Windows kernel's WskSocket function fails to receive UDP from physical interface

zhax

Hello,
I am using Winsock (WskSocket, WskBind and WskReceiveFrom) in my driver to receive UDP packets on port 4000. Code is based on Windows-driver-samples (wsksample) and it works but only when I send the data locally on loopback interface. Driver do not receive the data when I send packet from other machine thought physical Ethernet interface. In other hand I am able to receive those packet in userpace by for e.g. Hercules app. I'm using clean Windows 10 installation without any antivirus. Before I will include the code, I want to ask is it proper approach to use WskSocket for receive UDP data in driver or should I maybe use Ndis? Are there some additional steps required like filtering settings?

I tried various socket flags, including changing INADDR_ANY to specific IP.

zhax

Edit:
My current suspicions are on receive function which is based on:
https://learn.microsoft.com/en-us/windows-hardware/drivers/network/receiving-data-over-a-datagram-socket
Is remote address set to NULL a correct value in this situation?

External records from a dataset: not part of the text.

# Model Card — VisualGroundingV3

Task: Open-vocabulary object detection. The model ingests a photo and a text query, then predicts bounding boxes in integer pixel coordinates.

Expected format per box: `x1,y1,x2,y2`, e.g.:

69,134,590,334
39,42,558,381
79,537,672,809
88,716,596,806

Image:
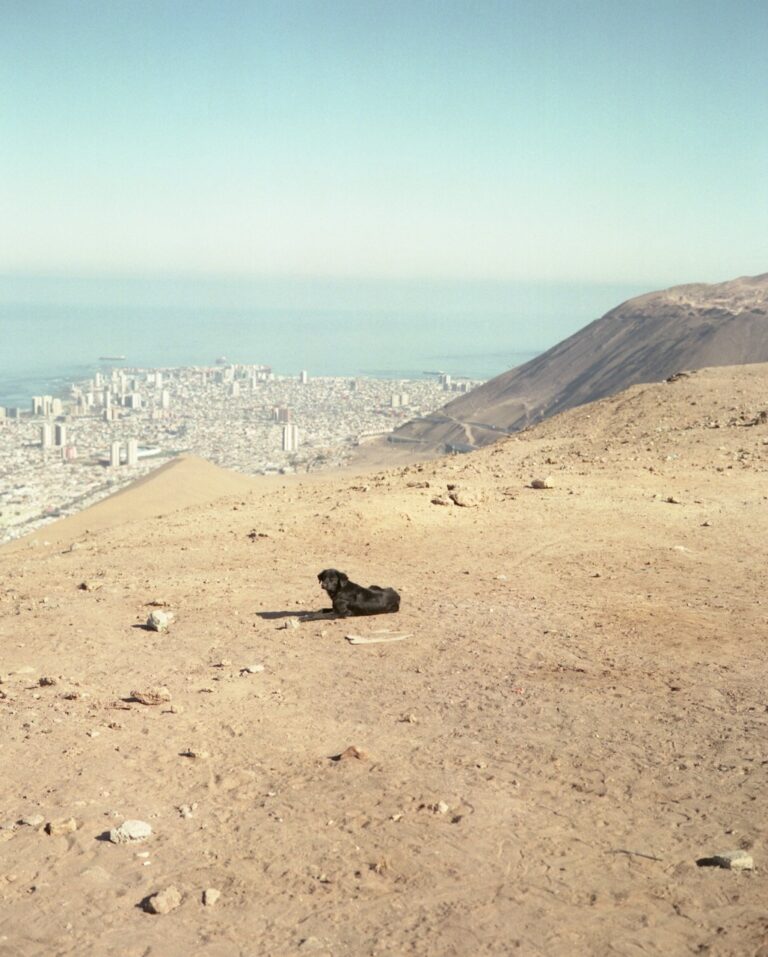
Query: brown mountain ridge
390,273,768,454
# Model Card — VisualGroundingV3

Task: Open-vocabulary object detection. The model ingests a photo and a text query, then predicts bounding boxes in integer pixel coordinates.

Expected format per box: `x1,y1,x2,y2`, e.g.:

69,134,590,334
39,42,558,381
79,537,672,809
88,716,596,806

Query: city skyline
0,0,768,288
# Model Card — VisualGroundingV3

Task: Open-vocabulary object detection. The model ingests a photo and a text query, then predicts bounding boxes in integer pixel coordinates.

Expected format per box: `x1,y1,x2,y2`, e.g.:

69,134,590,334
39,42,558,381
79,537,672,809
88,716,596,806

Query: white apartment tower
283,424,299,452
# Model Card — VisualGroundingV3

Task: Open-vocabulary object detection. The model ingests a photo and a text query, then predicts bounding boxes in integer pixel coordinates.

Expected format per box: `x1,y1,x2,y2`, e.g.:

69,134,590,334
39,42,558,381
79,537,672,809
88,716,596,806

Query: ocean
0,277,643,407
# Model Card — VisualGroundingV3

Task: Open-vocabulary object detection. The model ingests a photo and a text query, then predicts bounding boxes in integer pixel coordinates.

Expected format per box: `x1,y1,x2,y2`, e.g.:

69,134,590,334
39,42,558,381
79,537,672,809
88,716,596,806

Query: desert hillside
390,273,768,454
0,362,768,957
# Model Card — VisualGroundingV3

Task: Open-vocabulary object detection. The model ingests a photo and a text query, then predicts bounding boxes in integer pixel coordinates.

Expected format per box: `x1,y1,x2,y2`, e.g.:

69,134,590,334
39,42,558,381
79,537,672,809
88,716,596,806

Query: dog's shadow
256,609,336,621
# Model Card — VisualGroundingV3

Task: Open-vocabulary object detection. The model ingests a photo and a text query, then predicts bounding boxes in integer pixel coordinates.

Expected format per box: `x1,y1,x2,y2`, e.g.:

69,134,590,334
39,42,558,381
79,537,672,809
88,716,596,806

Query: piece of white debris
344,631,413,645
109,821,152,844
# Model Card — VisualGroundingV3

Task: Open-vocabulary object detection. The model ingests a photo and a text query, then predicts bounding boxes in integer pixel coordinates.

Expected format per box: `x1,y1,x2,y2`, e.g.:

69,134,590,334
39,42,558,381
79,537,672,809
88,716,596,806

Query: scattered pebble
448,488,483,508
331,744,368,761
45,817,77,837
109,821,152,844
147,611,173,631
696,850,755,871
240,665,264,675
131,685,171,705
144,884,181,914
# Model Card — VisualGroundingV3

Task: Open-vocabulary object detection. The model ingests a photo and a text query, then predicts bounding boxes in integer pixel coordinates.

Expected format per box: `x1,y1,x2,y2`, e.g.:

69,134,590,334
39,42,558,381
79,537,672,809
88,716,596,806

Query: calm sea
0,278,642,407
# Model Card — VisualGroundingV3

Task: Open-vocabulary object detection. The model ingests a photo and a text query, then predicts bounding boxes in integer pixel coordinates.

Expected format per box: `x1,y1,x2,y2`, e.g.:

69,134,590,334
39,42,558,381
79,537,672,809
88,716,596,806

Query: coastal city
0,357,478,542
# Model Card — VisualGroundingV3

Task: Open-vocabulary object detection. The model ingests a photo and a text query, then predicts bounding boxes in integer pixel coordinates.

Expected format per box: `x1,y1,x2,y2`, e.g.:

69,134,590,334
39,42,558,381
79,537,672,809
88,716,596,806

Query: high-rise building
283,425,299,452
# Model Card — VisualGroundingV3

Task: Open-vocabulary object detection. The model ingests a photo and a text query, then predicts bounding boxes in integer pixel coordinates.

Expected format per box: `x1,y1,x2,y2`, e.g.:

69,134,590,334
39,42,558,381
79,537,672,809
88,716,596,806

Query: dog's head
317,568,349,598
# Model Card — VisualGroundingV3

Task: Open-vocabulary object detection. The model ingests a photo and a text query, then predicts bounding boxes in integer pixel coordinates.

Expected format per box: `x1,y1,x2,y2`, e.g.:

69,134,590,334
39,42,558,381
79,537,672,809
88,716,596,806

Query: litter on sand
344,631,412,645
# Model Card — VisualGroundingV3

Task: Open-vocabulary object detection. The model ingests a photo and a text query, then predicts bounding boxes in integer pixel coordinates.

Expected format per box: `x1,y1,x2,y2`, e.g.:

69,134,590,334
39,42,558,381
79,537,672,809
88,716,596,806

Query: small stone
332,744,368,761
240,665,264,675
448,488,483,508
109,821,152,844
696,850,755,871
144,884,181,914
131,685,171,705
45,817,77,837
147,611,173,631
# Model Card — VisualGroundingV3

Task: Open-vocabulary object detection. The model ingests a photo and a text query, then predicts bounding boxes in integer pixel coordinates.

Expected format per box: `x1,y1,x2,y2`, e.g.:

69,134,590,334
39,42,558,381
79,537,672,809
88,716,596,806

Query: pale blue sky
0,0,768,287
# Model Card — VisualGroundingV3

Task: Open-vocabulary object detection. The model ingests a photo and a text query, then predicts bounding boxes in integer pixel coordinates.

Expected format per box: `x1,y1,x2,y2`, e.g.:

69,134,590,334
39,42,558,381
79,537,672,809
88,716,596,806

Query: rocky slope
390,273,768,454
0,365,768,957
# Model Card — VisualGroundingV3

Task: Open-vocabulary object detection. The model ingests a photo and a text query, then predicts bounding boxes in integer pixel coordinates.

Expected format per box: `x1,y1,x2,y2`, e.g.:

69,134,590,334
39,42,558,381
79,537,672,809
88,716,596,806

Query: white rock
147,611,173,631
146,884,181,914
109,821,152,844
713,851,755,871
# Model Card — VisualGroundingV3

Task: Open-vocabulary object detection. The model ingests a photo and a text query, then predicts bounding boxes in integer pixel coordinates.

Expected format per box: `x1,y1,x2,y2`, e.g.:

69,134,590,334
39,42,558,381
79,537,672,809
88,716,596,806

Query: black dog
317,568,400,618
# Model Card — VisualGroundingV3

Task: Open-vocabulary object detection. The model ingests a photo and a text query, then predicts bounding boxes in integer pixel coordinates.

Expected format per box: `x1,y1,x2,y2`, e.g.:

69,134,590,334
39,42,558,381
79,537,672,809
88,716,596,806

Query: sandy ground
0,366,768,957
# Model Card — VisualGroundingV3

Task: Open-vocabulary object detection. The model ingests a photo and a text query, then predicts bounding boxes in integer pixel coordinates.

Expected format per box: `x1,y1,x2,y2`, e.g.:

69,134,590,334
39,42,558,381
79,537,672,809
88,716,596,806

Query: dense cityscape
0,360,476,542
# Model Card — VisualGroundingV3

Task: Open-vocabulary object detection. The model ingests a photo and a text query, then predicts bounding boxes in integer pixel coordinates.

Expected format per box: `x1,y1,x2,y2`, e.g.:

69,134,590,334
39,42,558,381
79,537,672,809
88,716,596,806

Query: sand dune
0,365,768,957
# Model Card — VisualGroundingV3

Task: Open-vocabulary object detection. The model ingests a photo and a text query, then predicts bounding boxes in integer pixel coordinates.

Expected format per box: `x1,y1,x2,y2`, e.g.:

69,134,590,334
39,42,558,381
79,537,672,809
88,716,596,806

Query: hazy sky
0,0,768,284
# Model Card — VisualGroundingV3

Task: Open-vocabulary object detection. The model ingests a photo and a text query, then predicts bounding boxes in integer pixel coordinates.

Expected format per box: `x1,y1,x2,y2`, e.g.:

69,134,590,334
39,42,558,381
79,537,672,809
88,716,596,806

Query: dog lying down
317,568,400,618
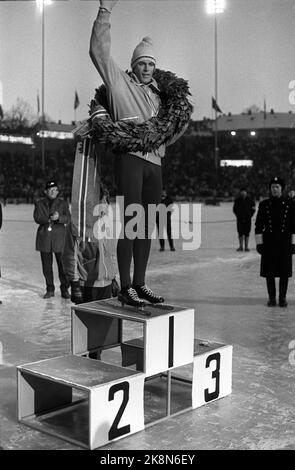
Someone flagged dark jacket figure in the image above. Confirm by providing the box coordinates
[156,190,175,251]
[0,202,2,305]
[233,189,255,251]
[62,218,116,303]
[255,177,295,307]
[34,181,71,299]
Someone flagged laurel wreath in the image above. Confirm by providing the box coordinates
[89,69,193,153]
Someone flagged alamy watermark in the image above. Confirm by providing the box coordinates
[93,196,201,250]
[289,80,295,104]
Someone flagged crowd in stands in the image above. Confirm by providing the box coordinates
[0,120,295,203]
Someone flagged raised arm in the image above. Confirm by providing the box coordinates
[89,0,120,85]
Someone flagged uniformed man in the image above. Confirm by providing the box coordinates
[233,188,255,251]
[34,180,71,299]
[255,176,295,307]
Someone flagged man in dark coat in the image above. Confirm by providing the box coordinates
[233,188,255,251]
[34,180,71,299]
[156,189,175,251]
[255,177,295,307]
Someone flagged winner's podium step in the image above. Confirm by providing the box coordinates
[17,299,232,449]
[17,355,144,449]
[71,299,194,376]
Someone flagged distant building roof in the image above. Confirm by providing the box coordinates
[218,111,295,131]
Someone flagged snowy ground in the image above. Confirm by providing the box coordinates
[0,203,295,450]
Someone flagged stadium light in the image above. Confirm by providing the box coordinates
[206,0,225,15]
[206,0,225,171]
[36,0,52,171]
[36,0,52,13]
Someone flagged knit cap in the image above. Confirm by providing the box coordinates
[131,37,156,68]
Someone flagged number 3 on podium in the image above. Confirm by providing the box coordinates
[192,346,232,408]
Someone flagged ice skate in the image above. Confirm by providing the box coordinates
[134,284,164,304]
[118,287,145,307]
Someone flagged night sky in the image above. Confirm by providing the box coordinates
[0,0,295,122]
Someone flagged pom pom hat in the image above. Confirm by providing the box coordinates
[131,37,156,68]
[269,176,285,190]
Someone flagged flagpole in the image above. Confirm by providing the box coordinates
[41,1,45,172]
[214,9,219,171]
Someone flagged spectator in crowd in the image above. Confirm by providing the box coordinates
[34,180,70,299]
[255,177,295,307]
[233,188,255,251]
[288,189,295,203]
[156,189,175,251]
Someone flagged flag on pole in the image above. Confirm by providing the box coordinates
[74,90,80,109]
[212,96,222,113]
[263,97,266,119]
[37,90,40,116]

// Initiate the receive operation on the socket
Status =
Dispatch->WskReceiveFrom(
Socket,
DatagramBuffer,
0, // No flags are specified
NULL, // Not interested in the remote address
NULL, // Not interested in any associated control information
NULL,
NULL,
Irp
);

Maybe I should be using WskReceive()? Based on description I assumed it's for TCP...

MBond2

what parameters are you passing to WskBind?

zhax

SOCKADDR_IN LocalAddress;
LocalAddress.sin_family = AF_INET;
LocalAddress.sin_addr.s_addr = INADDR_ANY;
LocalAddress.sin_port = RtlUshortByteSwap(SOCKET_PORT);
...
Status = ((PWSK_PROVIDER_DATAGRAM_DISPATCH)(m_socket->Dispatch))->WskBind(m_socket, (PSOCKADDR)(&LocalAddress), 0, m_irp);

Alan_Adams

Something you may have already considered and ruled out, but I do recall that it seems like Microsoft's own firewall defaulted to not allowing UDP that wasn't from the local subset, or something similarly "variable" like that. Allowing us to see results of "this communication works, but this same communication does not work" by default, just depending on where the communication had originated from.

If your user-mode test had communication originating from exactly the same source, then this probably shouldn't be the issue. Still, if you didn't already, you might try explicitly opening Microsoft's firewall for your UDP traffic to the system process, since you confirmed you didn't have any third-party endpoint protection running that would be blocking the traffic. To at least confirm or rule out whether this has any effect on the behavior you're seeing.